During today’s hearing before the House Appropriations Subcommittee on Science with NASA Administrator Charles Bolden as the sole witness.
Under less than easy questioning by Chairman Mollohan about why commercial human launchers would be cheaper than NASA, Administrator Bolden stated that the issue was one of supporting infrastructure. “If NASA continues with Constellation”, Administrator Bolden stated, “it keeps us in the same paradigm of having a huge infrastructure”. Our thought was that, yes, that is certainly true, but the reason for the “huge infrastructure” is crew safety. Mollohan pressed the point by asking if the savings on commercial launchers vs. Ares I was due to infrastructure. Bolden replied that commercial launch vehicle development would be cheaper than Ares I. Mollohan’s question as to the basis for such a point when NASA is pretty far along with Ares I was answered by Bolden that Ares I wasn’t that far along. Mollohan then asked if commercial vehicles were further along.

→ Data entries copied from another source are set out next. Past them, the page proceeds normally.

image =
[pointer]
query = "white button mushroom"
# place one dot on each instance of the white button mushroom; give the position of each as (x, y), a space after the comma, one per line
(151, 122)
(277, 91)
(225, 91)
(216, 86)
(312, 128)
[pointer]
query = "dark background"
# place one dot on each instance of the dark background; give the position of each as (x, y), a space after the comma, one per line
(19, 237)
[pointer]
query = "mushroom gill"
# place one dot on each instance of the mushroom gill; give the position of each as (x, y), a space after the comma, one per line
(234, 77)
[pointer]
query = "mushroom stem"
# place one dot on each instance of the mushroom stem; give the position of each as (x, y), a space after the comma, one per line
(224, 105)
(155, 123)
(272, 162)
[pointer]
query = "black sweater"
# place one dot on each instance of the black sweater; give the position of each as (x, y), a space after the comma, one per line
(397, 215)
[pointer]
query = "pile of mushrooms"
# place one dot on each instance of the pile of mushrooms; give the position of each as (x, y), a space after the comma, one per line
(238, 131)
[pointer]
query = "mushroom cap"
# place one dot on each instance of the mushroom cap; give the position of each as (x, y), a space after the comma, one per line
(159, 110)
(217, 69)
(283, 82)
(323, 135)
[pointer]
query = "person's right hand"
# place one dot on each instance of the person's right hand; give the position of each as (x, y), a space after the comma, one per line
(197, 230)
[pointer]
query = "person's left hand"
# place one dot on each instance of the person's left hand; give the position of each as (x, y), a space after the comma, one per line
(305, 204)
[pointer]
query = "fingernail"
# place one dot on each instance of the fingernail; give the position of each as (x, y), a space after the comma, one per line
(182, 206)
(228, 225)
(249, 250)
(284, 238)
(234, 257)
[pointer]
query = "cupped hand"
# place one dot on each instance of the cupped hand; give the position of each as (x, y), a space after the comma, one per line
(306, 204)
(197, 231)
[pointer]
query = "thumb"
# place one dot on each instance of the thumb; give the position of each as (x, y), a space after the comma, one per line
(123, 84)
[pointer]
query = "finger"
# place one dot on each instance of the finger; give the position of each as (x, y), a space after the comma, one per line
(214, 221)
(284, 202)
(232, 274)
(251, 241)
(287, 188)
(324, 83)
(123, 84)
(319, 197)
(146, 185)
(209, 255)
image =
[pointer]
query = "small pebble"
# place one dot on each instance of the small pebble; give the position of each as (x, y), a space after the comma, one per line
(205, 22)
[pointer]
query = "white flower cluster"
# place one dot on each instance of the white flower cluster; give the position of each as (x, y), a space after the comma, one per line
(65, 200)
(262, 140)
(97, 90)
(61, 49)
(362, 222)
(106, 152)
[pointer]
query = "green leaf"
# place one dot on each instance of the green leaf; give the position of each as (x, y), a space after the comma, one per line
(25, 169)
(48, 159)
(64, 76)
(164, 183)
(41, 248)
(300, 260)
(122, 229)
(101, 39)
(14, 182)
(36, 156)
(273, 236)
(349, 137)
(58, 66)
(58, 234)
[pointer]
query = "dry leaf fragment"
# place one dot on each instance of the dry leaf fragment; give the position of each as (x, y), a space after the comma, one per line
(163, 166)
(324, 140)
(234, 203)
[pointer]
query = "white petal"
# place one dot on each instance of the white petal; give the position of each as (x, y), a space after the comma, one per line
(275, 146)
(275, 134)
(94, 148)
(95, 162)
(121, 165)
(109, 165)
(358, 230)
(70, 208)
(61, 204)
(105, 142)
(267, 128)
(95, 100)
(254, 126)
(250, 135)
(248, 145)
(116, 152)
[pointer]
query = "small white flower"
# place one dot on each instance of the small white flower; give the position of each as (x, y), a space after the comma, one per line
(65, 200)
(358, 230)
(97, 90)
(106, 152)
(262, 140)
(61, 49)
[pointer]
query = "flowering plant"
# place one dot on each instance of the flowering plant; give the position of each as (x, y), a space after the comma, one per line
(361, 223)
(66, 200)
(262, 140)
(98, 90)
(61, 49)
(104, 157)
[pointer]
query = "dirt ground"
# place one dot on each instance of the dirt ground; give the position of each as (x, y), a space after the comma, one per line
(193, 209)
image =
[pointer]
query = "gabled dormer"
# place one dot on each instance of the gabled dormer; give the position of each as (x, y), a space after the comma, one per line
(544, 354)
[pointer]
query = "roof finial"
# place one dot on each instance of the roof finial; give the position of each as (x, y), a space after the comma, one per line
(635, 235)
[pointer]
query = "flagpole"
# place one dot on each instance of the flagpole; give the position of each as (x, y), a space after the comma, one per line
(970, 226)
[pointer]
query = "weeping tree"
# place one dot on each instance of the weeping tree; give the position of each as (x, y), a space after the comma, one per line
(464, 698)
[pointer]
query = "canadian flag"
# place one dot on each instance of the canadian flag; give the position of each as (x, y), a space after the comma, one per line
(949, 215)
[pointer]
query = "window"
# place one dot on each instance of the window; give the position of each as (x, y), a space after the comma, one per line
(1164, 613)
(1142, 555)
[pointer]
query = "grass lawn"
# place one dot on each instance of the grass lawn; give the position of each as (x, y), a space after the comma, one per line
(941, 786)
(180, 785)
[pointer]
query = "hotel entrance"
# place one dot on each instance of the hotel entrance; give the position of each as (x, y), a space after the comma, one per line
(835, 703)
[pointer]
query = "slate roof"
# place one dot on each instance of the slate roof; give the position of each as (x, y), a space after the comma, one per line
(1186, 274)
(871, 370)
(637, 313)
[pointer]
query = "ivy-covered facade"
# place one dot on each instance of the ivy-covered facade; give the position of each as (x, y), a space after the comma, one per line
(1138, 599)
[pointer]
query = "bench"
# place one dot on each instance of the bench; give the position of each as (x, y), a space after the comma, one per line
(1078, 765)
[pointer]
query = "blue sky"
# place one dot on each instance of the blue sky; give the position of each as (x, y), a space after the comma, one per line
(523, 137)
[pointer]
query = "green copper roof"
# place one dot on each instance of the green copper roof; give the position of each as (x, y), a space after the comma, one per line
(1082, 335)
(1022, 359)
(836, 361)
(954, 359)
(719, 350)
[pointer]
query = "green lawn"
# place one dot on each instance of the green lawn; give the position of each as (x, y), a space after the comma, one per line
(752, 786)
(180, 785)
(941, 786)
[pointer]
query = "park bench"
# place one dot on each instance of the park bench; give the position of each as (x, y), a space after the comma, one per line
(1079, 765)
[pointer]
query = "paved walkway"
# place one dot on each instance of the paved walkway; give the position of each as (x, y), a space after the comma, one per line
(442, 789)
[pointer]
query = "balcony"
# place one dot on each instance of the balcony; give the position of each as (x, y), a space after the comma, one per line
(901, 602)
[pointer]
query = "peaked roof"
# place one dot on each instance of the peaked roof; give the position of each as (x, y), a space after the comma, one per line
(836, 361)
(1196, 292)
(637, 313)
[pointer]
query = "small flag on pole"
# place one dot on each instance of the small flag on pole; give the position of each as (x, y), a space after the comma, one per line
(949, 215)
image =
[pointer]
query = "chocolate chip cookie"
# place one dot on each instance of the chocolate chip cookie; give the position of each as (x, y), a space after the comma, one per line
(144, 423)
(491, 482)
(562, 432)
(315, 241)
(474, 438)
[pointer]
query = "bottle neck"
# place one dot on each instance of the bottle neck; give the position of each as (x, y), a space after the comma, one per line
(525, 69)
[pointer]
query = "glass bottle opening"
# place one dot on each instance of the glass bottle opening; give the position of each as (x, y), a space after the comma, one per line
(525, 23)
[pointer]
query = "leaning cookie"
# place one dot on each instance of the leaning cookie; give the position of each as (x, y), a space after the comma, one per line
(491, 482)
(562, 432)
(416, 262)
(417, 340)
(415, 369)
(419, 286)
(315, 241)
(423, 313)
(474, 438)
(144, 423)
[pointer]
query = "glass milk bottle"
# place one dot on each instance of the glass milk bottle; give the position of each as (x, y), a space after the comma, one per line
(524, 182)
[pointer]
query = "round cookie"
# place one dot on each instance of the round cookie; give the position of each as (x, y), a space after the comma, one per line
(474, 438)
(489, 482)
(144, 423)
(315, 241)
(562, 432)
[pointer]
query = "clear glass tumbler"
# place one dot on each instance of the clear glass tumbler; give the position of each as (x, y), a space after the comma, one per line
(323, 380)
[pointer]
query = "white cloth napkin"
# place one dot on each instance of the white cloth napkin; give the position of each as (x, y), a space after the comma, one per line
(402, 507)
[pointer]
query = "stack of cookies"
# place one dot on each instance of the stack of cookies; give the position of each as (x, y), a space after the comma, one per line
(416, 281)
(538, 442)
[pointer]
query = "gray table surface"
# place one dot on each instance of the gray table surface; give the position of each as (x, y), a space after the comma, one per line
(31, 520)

And this is where Administrator Bolden got into some trouble by segueing about how the commercial launchers are already launching cargo…to which Mollohan retorted that cargo and people were not the same. Bolden mumbled something about NASA being equally far along in certifying cargo and crewed launch.
Left unanswered was why the infrastructure cost would no longer be part of a launch cost, as it is currently with Shuttle and Constellation? It is not as though Mission Control is no longer needed–Bolden stated it would be. So how will infrastructure to ensure crew safety be expensed? NASA Administrator Bolden had no answers.
Later, Rep. Aderholt, the Ranking member of the Subcommittee, seemed to back the Administrator into a corner over the cost of operating Ares I.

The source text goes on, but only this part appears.